Como proteger as abelhas
Coordenadora Executiva do Observatório de Abelhas do Brasil (projeto Mapa/Embrapa Meio Ambiente), a bióloga e doutora em zoologia, Betina Blochtein, afirma que para se confirmar a causa da intoxicação é necessária uma avaliação feita por técnicos da Inspetoria Veterinária e a análise da presença de agrotóxicos no material coletado. Mesmo assim, ela explica que o quadro de intoxicação aguda é característico de contato com agrotóxico, principalmente inseticidas.
— Esse cenário com as abelhas mortas, em massa, dentro e em frente as colmeias é típico de intoxicação por agrotóxicos, principalmente inseticidas. Não há outra causa conhecida, pelo menos até o momento, que pode provocar um quadro como este.

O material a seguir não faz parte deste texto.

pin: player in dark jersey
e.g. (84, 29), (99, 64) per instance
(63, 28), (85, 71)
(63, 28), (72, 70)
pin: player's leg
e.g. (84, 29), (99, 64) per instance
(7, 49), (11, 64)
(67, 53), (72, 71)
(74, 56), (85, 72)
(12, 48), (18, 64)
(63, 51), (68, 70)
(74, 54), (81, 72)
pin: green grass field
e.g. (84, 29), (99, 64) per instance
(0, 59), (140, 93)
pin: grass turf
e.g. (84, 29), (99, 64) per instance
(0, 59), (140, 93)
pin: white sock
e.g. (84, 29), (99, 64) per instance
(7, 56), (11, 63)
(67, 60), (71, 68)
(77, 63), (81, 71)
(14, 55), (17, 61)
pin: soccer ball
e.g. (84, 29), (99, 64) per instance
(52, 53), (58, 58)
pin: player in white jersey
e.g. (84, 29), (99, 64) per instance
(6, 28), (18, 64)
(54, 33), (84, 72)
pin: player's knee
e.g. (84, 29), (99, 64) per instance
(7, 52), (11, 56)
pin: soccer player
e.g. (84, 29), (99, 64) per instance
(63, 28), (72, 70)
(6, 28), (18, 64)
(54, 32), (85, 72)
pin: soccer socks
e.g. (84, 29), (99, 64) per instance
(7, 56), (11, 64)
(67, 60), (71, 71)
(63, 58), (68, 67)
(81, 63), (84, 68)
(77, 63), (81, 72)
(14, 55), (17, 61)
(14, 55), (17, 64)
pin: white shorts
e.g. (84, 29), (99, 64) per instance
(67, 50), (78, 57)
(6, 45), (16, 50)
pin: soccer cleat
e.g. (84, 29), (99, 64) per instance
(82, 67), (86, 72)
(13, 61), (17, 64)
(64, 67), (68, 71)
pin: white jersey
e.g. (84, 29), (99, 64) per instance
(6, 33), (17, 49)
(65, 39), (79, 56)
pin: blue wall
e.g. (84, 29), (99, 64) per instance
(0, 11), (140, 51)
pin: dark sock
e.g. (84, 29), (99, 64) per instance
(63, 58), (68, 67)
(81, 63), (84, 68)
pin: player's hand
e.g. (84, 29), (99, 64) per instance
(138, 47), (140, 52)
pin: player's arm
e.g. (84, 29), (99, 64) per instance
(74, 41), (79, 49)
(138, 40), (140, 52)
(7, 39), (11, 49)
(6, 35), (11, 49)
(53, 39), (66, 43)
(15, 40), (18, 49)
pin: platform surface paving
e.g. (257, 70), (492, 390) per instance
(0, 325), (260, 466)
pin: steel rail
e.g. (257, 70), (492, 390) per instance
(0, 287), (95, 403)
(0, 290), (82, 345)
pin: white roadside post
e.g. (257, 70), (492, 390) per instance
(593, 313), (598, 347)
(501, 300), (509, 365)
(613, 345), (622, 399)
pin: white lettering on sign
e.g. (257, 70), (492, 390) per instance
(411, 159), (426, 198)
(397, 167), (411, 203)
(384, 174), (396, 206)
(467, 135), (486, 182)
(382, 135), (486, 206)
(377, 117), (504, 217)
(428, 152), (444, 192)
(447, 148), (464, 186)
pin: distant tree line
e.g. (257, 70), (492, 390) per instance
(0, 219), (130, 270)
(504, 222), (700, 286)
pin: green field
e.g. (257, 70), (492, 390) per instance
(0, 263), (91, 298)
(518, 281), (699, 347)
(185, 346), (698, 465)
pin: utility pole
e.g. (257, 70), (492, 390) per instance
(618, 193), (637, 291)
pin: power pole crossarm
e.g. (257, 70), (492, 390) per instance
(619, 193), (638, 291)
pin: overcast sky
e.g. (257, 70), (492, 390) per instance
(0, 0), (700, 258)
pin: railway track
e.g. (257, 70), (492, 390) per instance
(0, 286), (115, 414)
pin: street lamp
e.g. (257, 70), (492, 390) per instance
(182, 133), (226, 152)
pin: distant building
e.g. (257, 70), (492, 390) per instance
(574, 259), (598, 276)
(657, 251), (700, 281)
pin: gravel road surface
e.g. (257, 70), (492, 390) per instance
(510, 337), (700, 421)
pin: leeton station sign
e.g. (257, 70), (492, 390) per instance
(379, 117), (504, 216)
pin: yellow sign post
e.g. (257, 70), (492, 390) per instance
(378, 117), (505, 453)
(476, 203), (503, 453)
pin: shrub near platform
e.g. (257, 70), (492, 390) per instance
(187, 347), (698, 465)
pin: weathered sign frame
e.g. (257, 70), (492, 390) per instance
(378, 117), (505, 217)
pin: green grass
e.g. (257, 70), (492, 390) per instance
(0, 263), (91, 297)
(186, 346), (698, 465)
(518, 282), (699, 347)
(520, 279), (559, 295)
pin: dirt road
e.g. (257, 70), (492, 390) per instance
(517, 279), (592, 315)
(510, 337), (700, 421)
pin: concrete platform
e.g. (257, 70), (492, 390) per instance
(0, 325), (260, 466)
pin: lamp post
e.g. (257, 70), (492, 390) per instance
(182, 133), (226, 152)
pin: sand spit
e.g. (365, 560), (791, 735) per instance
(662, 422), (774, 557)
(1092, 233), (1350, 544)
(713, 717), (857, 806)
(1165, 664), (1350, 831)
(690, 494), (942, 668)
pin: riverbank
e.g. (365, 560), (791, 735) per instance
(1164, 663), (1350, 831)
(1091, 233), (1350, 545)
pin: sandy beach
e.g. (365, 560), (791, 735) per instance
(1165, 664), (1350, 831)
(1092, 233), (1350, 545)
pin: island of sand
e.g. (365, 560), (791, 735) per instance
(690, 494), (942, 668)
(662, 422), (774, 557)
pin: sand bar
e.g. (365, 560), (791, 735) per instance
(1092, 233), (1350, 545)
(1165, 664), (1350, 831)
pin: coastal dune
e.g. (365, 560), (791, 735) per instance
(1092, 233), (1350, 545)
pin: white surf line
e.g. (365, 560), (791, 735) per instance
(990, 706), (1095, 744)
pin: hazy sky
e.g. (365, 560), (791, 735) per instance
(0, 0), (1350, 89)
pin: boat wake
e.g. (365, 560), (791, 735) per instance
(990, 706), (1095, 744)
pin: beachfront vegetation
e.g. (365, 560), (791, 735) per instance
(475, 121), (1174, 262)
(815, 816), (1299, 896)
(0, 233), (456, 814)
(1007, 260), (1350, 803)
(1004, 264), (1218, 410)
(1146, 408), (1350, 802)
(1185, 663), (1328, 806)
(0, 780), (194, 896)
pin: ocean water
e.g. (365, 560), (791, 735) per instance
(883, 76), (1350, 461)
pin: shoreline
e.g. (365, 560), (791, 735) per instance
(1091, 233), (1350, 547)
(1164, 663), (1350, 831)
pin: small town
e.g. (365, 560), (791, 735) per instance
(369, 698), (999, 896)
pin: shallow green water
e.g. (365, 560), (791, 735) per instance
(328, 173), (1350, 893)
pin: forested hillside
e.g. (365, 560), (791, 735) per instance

Ela orienta como os apicultores podem proteger as colmeias:
— Eles devem cadastrar as abelhas na Inspetoria Veterinária do seu município, para facilitar o atendimento em caso de mortandade. Outra medida é informar os agricultores vizinhos sobre a presença de abelhas na área e sobre os riscos do uso de inseticidas
Já o pesquisador em entomologia (estudo dos insetos) da Embrapa Uva e Vinho, Marcos Botton, aponta que, se as abelhas morreram em função do uso de inseticidas, o manejo das formigas em parreirais próximos precisa ser modificado. Ele ressalta que a melhor época é após a colheita das videiras, entre março ou abril, por ser uma época em que as formigas têm menos quantidade de alimento e aceitam mais facilmente as iscas tóxicas.

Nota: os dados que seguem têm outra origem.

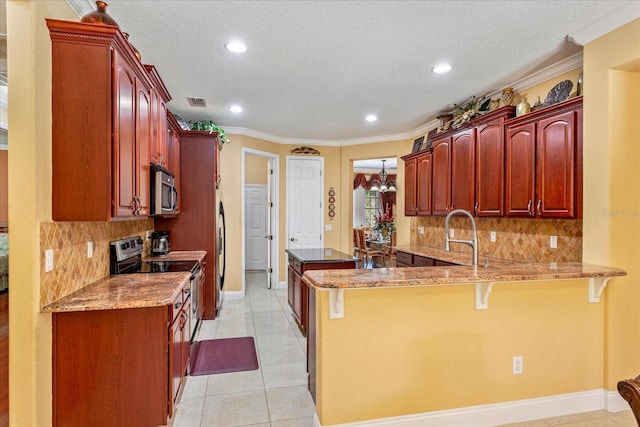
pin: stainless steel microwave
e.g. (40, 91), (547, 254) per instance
(151, 165), (178, 215)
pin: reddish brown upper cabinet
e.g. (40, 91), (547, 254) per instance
(431, 136), (451, 215)
(47, 19), (170, 221)
(402, 152), (432, 216)
(474, 107), (515, 217)
(505, 97), (582, 218)
(144, 65), (173, 168)
(449, 128), (476, 213)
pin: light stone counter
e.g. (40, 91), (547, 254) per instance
(42, 272), (191, 313)
(303, 260), (627, 289)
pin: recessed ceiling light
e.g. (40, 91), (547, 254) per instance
(224, 40), (247, 53)
(431, 64), (451, 74)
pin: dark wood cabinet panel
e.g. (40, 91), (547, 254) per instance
(536, 111), (575, 218)
(449, 128), (476, 212)
(505, 98), (582, 218)
(404, 158), (418, 216)
(52, 306), (171, 427)
(155, 131), (219, 319)
(431, 137), (451, 215)
(287, 256), (356, 335)
(416, 153), (432, 215)
(474, 118), (505, 216)
(403, 153), (432, 216)
(505, 123), (536, 216)
(47, 19), (166, 221)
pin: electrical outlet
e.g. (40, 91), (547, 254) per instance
(513, 356), (523, 375)
(44, 249), (53, 272)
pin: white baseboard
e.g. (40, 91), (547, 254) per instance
(604, 390), (631, 412)
(314, 389), (629, 427)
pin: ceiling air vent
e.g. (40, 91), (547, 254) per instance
(187, 96), (207, 108)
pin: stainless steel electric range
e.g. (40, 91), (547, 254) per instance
(109, 236), (202, 341)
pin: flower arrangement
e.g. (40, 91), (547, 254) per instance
(373, 204), (396, 233)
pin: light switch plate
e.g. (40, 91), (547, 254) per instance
(44, 249), (53, 272)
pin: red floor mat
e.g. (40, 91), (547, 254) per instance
(190, 337), (258, 376)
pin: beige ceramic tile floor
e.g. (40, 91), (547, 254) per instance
(169, 273), (315, 427)
(169, 273), (636, 427)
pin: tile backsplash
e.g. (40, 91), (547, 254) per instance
(411, 216), (582, 263)
(40, 219), (153, 307)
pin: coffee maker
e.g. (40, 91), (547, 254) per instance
(151, 231), (171, 256)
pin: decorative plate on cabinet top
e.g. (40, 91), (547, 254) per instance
(542, 80), (573, 107)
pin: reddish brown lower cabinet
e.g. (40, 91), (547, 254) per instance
(286, 248), (357, 335)
(53, 295), (190, 427)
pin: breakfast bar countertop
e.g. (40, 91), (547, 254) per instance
(303, 245), (627, 289)
(42, 272), (191, 313)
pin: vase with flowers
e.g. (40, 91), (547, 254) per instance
(373, 204), (396, 240)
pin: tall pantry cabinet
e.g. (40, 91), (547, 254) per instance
(47, 19), (155, 221)
(155, 131), (220, 319)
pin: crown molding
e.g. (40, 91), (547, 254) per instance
(66, 0), (96, 18)
(567, 2), (640, 46)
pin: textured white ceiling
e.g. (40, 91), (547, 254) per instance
(70, 0), (640, 142)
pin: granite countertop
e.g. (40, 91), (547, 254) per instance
(42, 251), (207, 313)
(303, 251), (627, 289)
(144, 251), (207, 262)
(285, 248), (360, 263)
(396, 245), (522, 266)
(42, 272), (191, 313)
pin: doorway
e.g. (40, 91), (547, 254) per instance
(287, 156), (324, 249)
(242, 148), (280, 292)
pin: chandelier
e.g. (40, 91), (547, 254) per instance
(371, 160), (396, 193)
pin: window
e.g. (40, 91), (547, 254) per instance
(364, 190), (380, 229)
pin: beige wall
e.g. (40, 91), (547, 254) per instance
(0, 150), (9, 223)
(7, 1), (78, 427)
(316, 280), (604, 425)
(583, 19), (640, 390)
(242, 155), (269, 185)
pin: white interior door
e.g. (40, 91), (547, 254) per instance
(244, 184), (269, 270)
(287, 156), (324, 248)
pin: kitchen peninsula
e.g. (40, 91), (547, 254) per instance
(303, 256), (626, 425)
(286, 248), (360, 335)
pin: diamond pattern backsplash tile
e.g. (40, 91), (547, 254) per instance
(411, 216), (582, 263)
(40, 219), (153, 307)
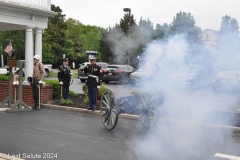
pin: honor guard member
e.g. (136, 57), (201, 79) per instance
(32, 55), (45, 110)
(84, 55), (103, 111)
(58, 58), (72, 99)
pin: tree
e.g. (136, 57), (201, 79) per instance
(81, 25), (104, 61)
(169, 12), (202, 44)
(65, 18), (83, 64)
(153, 23), (169, 40)
(217, 15), (240, 69)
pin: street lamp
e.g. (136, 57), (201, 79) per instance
(123, 8), (131, 65)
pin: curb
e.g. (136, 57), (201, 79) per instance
(41, 104), (139, 120)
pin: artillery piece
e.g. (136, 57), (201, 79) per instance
(100, 89), (165, 131)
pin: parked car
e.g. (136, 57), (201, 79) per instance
(170, 65), (207, 89)
(103, 64), (135, 84)
(212, 71), (240, 92)
(78, 62), (108, 82)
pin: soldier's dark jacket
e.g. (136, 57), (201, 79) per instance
(84, 64), (103, 87)
(58, 65), (71, 86)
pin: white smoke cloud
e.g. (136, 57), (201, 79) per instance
(105, 23), (240, 160)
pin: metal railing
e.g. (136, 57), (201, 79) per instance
(0, 0), (51, 11)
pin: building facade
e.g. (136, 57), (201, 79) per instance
(0, 0), (57, 83)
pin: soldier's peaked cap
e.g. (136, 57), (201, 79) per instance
(88, 55), (97, 59)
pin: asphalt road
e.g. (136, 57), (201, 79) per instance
(0, 109), (240, 160)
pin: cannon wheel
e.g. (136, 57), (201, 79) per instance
(100, 89), (118, 131)
(139, 91), (159, 128)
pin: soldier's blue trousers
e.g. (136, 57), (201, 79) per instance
(88, 87), (97, 109)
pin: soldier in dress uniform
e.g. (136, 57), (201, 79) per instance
(84, 55), (103, 111)
(58, 58), (72, 99)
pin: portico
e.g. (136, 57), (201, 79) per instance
(0, 0), (57, 84)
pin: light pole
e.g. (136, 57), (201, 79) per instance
(123, 8), (131, 65)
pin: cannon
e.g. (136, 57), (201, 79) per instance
(100, 89), (165, 131)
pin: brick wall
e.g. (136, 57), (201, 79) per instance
(0, 81), (53, 106)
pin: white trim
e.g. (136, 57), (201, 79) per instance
(214, 153), (240, 160)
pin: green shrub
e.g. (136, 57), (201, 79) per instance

Conforme ele, outro aspecto é se os produtores conseguem identificar os ninhos das formigas cortadeiras para que apliquem os produtos diretamente no ninho, e não em pulverização foliar.
— Tem que melhorar esse manejo das formigas cortadeiras. A gente sabe que não é uma prática fácil, dá um pouco mais de trabalho, mas assim, em último caso, praticamente a gente não fala em aplicações foliais de inseticidas para o controle de formigas cortadeiras — destaca Botton.
Relembre o caso
Morador de Caxias do Sul, Francisco Guilherme Perotti, 73 anos, cria abelhas na localidade de São Roque, em Farroupilha. Ele perdeu mais de 30 caixas de insetos em setembro deste ano. Ainda abalado, ele relata que chegou na propriedade do cunhado onde está a produção e, em 17 de setembro, mais da metade das abelhas haviam morrido.

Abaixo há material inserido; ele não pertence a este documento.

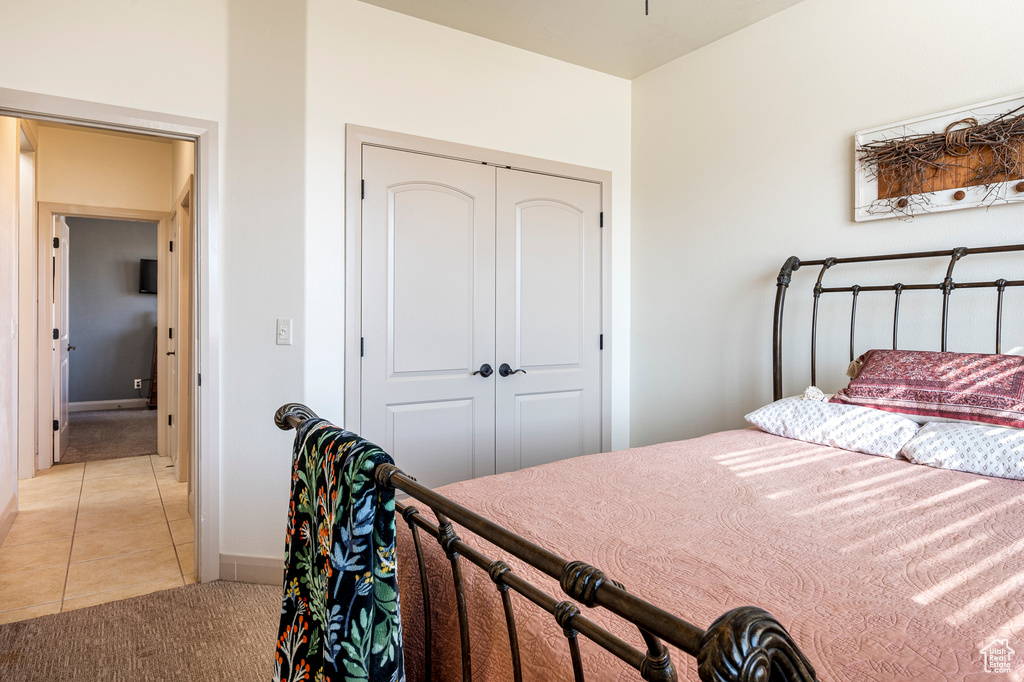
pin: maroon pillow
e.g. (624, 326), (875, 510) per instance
(831, 350), (1024, 428)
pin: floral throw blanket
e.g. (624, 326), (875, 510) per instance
(273, 419), (406, 682)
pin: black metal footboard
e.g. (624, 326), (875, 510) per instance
(274, 403), (817, 682)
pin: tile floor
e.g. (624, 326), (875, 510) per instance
(0, 455), (196, 624)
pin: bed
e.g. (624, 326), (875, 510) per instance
(276, 245), (1024, 682)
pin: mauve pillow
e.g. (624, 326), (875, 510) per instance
(831, 350), (1024, 428)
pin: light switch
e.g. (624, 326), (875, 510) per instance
(278, 317), (292, 346)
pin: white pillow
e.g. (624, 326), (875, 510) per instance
(744, 396), (920, 459)
(903, 422), (1024, 480)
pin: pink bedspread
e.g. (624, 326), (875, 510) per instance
(398, 430), (1024, 682)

Outro agricultor, Oneide Gandolfi, 63, mora na Linha São Miguel, no interior de Farroupilha, e somente neste ano já perdeu mais de 50 colmeias. Ele salienta que percebeu as mortes em agosto, sendo que em setembro elas se intensificaram. O produtor também acredita que as abelhas foram atingidas por veneno, usado ilegalmente para matar formigas. Em cada caixa, há cerca de 5 mil abelhas. Ou seja, cerca de 250 mil insetos morreram apenas na propriedade dele.